Spaccio di lieve entità e preclusione della messa alla prova: la questione arriva alla Consulta (Riccardo Radi)

Si segnala che con ordinanza del 24 maggio 2024 il Tribunale di Padova nel procedimento penale a carico di MC ha sollevato questione di legittimità costituzionale in ordine alla preclusione della sospensione del procedimento con messa alla prova per i delitti di cui all’art. 73, comma 5, del d.P.R. n. 309 del 1990 (Produzione, traffico e detenzione illeciti di sostanze stupefacenti o psicotrope).

Il testo dell’ordinanza del Tribunale di Padova è consultabile a questo link

Il Tribunale di Padova ha premesso che l’istituto della messa alla prova prevede la possibilità per l’imputato di ottenere l’estinzione del reato, ponendo in essere condotte finalizzate all’eliminazione delle conseguenze del reato, risarcendo il danno ed effettuando lavori di pubblica utilità.
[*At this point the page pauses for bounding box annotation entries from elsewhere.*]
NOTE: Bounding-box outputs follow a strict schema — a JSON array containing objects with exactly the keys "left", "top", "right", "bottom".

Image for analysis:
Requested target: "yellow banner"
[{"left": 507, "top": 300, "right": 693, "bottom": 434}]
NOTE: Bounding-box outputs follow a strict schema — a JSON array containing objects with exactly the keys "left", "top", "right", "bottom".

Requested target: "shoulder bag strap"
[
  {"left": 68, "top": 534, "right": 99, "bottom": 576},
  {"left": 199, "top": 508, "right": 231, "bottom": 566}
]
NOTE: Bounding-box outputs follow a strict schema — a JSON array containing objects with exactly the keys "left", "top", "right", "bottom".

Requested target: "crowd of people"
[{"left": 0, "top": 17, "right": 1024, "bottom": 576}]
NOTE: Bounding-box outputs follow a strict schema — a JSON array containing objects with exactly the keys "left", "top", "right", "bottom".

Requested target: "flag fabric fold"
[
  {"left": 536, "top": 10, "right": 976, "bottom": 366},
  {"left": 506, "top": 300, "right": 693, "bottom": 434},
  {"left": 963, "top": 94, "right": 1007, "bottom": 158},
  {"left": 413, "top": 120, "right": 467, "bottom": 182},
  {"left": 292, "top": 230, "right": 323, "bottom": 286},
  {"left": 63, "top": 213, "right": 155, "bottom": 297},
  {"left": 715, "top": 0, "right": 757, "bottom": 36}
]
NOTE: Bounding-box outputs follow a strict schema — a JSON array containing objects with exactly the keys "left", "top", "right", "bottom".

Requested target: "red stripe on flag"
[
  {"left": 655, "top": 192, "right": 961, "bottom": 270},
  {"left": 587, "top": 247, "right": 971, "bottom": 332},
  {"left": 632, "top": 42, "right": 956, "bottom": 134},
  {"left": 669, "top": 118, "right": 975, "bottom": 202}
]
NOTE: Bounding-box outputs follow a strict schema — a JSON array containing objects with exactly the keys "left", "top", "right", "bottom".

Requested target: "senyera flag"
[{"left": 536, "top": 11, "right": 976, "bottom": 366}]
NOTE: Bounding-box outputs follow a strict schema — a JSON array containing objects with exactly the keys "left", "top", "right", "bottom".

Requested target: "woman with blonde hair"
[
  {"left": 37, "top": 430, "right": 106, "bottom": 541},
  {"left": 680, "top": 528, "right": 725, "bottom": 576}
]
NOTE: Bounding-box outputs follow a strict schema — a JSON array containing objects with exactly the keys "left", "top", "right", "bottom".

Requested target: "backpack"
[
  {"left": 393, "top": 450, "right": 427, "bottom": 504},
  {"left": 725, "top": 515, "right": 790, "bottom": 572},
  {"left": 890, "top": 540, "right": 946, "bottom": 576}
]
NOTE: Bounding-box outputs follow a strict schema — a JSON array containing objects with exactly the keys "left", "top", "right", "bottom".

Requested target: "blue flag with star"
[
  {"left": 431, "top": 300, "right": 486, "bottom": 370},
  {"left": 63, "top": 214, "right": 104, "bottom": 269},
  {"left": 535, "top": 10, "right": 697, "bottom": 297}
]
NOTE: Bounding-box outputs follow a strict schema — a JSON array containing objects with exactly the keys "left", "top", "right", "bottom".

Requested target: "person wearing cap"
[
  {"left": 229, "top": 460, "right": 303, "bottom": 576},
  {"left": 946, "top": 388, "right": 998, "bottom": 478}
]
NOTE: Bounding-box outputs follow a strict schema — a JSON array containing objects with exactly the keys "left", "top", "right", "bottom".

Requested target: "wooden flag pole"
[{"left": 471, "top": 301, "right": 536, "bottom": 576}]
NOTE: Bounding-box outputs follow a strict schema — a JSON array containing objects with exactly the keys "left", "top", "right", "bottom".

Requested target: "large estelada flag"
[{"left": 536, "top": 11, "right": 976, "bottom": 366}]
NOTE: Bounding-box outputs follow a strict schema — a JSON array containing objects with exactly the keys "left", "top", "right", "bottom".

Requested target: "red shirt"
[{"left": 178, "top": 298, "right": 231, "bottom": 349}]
La messa alla prova dell’imputato puo’ essere concessa solo ove il giudice ritenga possibile formulare una prognosi favorevole circa la futura astensione da parte dell’imputato dalla commissione di ulteriori reati e ancor prima non vi siano elementi per una pronuncia di proscioglimento ai sensi dell’art. 129 del codice di procedura penale (art. 464-quater, comma 3 del codice di procedura penale).

Trattandosi nel caso di   specie   di   giudizio   conseguente all’arresto in flagranza – arresto che è stato convalidato, in quanto sono stati ritenuti sussistenti i gravi indizi di colpevolezza a carico dell’arrestato come emergenti dal verbale di arresto e dagli atti allegati allo stesso -, una prima condizione è soddisfatta, non essendovi elementi che consentano   di   ritenere   infondata   la contestazione del p.m.   o   che   comportino   una   sentenza   di proscioglimento per improcedibilità dell’azione o di estinzione del reato.

Quanto  all’ulteriore  condizione,  ovvero  che   sia   possibile formulare un  giudizio prognostico  nel  senso  che  l’imputato  non commetterà altri  reati,   si   osserva che   quella   contestata all’imputato costituisce la prima violazione dei precetti penali, non essendo egli mai stato  ne’  segnalato  né  indagato  ne’  tantomeno condannato per altri  reati,  inoltre,  la  sua  giovane  età  e  il contegno serbato in udienza di convalida dell’arresto –  in  sede  di interrogatorio, ha confessato il  fatto  e manifestato  non  solo  a parole ma anche piangendo il proprio  rammarico  e  il pentimento  – consentono  ancor  più  di  ritenere  improbabile   che   l’imputato commetterà altri fatti delittuosi.

Anche tale presupposto, dunque, puo’ dirsi sussistente nel caso di specie.

La recente modifica intervenuta sul quinto comma dell’art.  73 decreto del Presidente della Repubblica n. 309/1990 (di cui  all’art. 4, comma terzo, decreto-legge 20 marzo 2023, n. 123, convertito dalla legge 13 novembre 2023, n. 159), che ha innalzato il  limite  massimo di pena previsto per detta ipotesi delittuosa – portandolo da quattro anni di reclusione a cinque anni -, tuttavia, impedisce  all’imputato di accedere all’istituto della messa alla  prova,  in  quanto  l’art. 168-bis del codice penale lo consente per  i  soli  reati  punti  con «pena edittale detentiva non superiore nel massimo  a  quattro  anni, sola, congiunta o alternativa alla pena  pecuniaria»  oppure  «per  i delitti indicati dal comma 2 dell’art. 550 del  codice  di  procedura penale» ovvero per i delitti per i quali  e’  prevista  la  citazione diretta a giudizio da parte del p.m.

Ebbene, l’innalzamento del massimo edittale previsto per la violazione dell’art. 73, comma quinto, decreto del Presidente della Repubblica n. 309/1990 ha comportato la conseguenza che il delitto de quo è sfuggito all’ambito di applicazione dell’istituto della messa alla prova …

Per questi motivi, il tribunale, visti gli articoli 134 della Costituzione e 23 seguenti, legge 11 marzo 1953, n. 87, ha sollevato questione di legittimità costituzionale del combinato disposto degli articoli 168 -bis del Codice penale, 550 del codice di procedura penale e 73, comma quinto, decreto del Presidente della Repubblica 9 ottobre 1990, n. 309, per violazione degli articoli 3 e 27, comma terzo della Costituzione e disposto l’immediata trasmissione degli atti alla Corte costituzionale, con sospensione del giudizio in corso.